In addition, in the exposure method of other embodiments, step S130 in fig. 2 may be omitted, that is, the output value is determined by two light intensity reliability values obtained in two exposure times.

Fig. 2 to 3C illustrate an example of determining the output value S2 of one pixel unit. The process of determining the output values of all the pixel units of the image sensor 120 is described next.

Referring to fig. 4 and 5A-5B, fig. 4 is a flowchart illustrating a process of determining output values of all pixel cells of an image sensor according to a second embodiment of the invention, and fig. 5A-5B are a flowchart illustrating a process of determining output values S2 of a plurality of pixel cells of an image sensor according to a second embodiment of the invention.

First, as shown in fig. 4, the controller 130 obtains three intensity confidence values of each pixel unit at three different exposure times according to steps S110 to S130 of fig. 2. Then, the controller 130 may first eliminate the unqualified light intensity confidence values from all the light intensity confidence values of all the pixel units, wherein the number of the qualified light intensity confidence values retained by each pixel unit may be three, two or one, or may not have the qualified light intensity confidence value.

Then, in step S210 of fig. 4, for the qualified intensity confidence value of each pixel unit, the controller 130 preferentially uses the phase difference value corresponding to the qualified intensity confidence value (e.g., the second intensity confidence value C2) obtained during the middle exposure time (e.g., the second exposure time T2 of fig. 3A) as the output value S2 of the pixel unit. For example, the controller 130 determines whether the second confidence value C2 is within the qualified interval, and if the second confidence value C2 is within the qualified interval, the process goes to S220; if not, the process proceeds to S230.

In step S220, the controller 130 uses the phase difference value corresponding to the second confidence value C2 as the output value S2 of the corresponding pixel unit. The pixel cells with cross-section lines in FIG. 5A (e.g., the pixel cells P11, P21, P54, etc.) indicate the pixel cells with the second confidence value C2 of acceptable confidence value, while the pixel cells with non-cross-section lines (e.g., the pixel cells P33, P24, P35, P45, etc.) indicate the pixel cells with the second confidence value C2 of unacceptable confidence value.

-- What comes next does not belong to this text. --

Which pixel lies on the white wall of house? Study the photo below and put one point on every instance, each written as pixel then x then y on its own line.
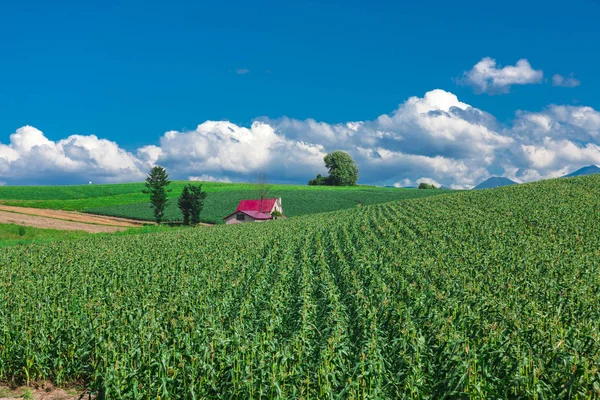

In step S230, for the pixel unit without the cross-section shown in fig. 5A, the controller 130 further uses the phase difference corresponding to the qualified intensity confidence value (e.g., the third intensity confidence value C3) obtained during the high exposure time (e.g., the third exposure time T3 shown in fig. 3A) as the output value S2 of the pixel unit. For example, since the second confidence value C2 is outside the qualified interval, the controller 130 determines whether the third confidence value C3 is inside the qualified interval. If the third confidence value C3 is within the qualified interval, the process goes to S240; if not, the flow proceeds to S250.

In step S240, the controller 130 uses the phase difference value corresponding to the third confidence value C3 as the output value S2 of the corresponding pixel unit. The pixel cells not hatched in FIG. 5B show the pixel cells having the second confidence value C2 and the third confidence value C3 both being unqualified confidence values.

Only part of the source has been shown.